Die Seltenheit der Treffen umhüllt IHN mit der Aura eines Filmstars
Surreal deshalb, weil ich mich auf die Nacht mit meinem Liebhaber freue, die IHM aufgrund der Seltenheit unserer Treffen die Aura eines unnahbaren Filmstars verleiht und ich deshalb in einer absoluten Ausnahmesituation bin. Aufgeregt, voller Vorfreude, mit einem Kribbeln im Körper.
Und doch bemerke, dass das Leben da draußen weiter ganz normal seinen Gang geht. Mütter gehen mit Babys im Kinderwagen spazieren, Leute kommen vom Einkaufen, Fahrgäste stehen an der Straßenbahnhaltestelle und ein Pärchen lacht vergnügt im Auto auf der Spur nebenan.
Geht das nur mir so, dass ich einen solchen Moment als besonders empfinde? Wobei man ja eigentlich in der Mehrzahl schreiben muss, von „Momenten“. Denn die Besonderheit des Augenblicks wiederholt sich an jeder Ampel wieder. Wenn ich stehenbleiben muss an einem viel frenquentierten Überweg, wie es sie in der Großstadt zigfach gibt. Und das normale, pralle Leben an einem vorbeizieht. Mit Leuten, die im Alltagsgeschehen sind und wahrscheinlich im Kopf die Einkaufsliste für den Supermarkt durchgehen oder sich schon auf das Abendbrot machen vorbereiten.
Es klingt bescheuert, aber wenn ich an solchen frühen Abenden zu meinem Lover ins Hotel fahre, wundere ich mich manchmal, dass es das graue „Draußen“ gibt, das so gar nicht zu meiner glamourösen Ausnahmesituation passt. Fast denke ich manchmal, dass auch die Umgebung anders aussehen müsste, an Abenden wie diesen. Freundlicher und nicht so abstoßend-rau, wie das viele (Vor)Stadtgebäude nun mal an sich haben.
Für alle anderen geht das Leben seinen normalen Gang!
Natürlich ist das Unsinn, passt aber zu den Empfindungen, die ich habe, in diesem ganz besonderen – und seltenem – Moment.
Das Leben geht bekanntlich auch an Abenden wie diesen seinen Gang, der Zauber nimmt nur mich in Beschlag. Für alle anderen geht alles weiter wie immer. Zumindest gewinnt man durch die vielen Momentaufnahmen durch die Autoscheibe diesen Eindruck.
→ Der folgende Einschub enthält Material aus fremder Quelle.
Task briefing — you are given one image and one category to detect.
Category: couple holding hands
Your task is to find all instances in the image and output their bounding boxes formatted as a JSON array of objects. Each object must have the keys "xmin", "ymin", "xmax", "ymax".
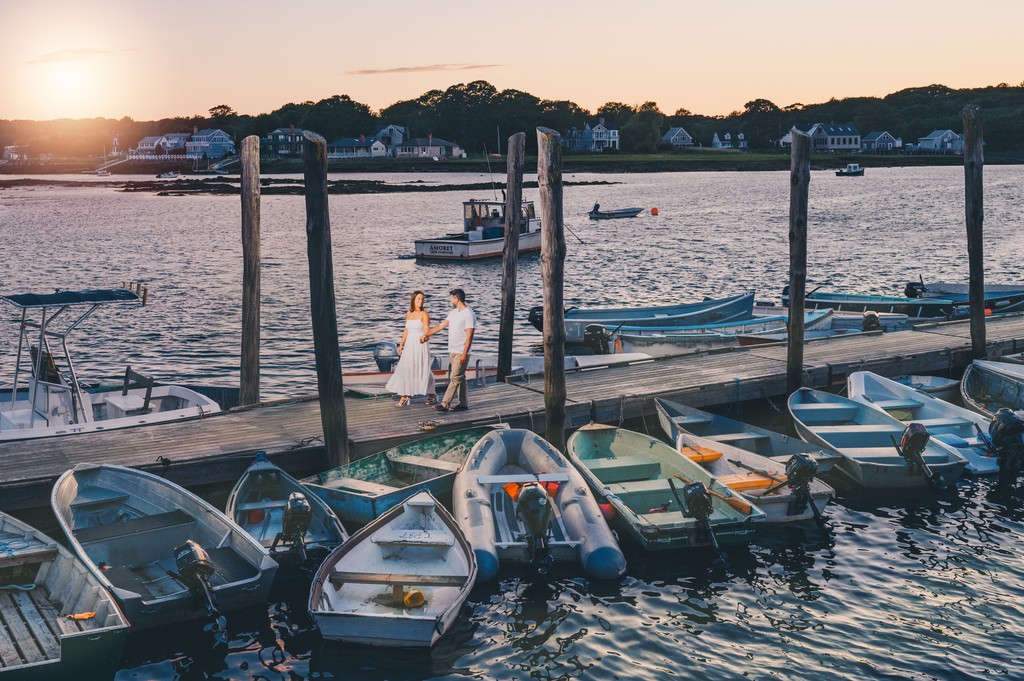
[{"xmin": 385, "ymin": 288, "xmax": 476, "ymax": 412}]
Man selbst ist dahinter und wie in Watte. Das ist schön und fühlt sich herrlich an. Einfach ein wolkiges vorbei gleiten an profanen Alltagssituationen anderer Menschen, zu denen ich normalerweise auch gehöre.
Nur nicht an diesem Abend. In diesem ganz besonderen Moment!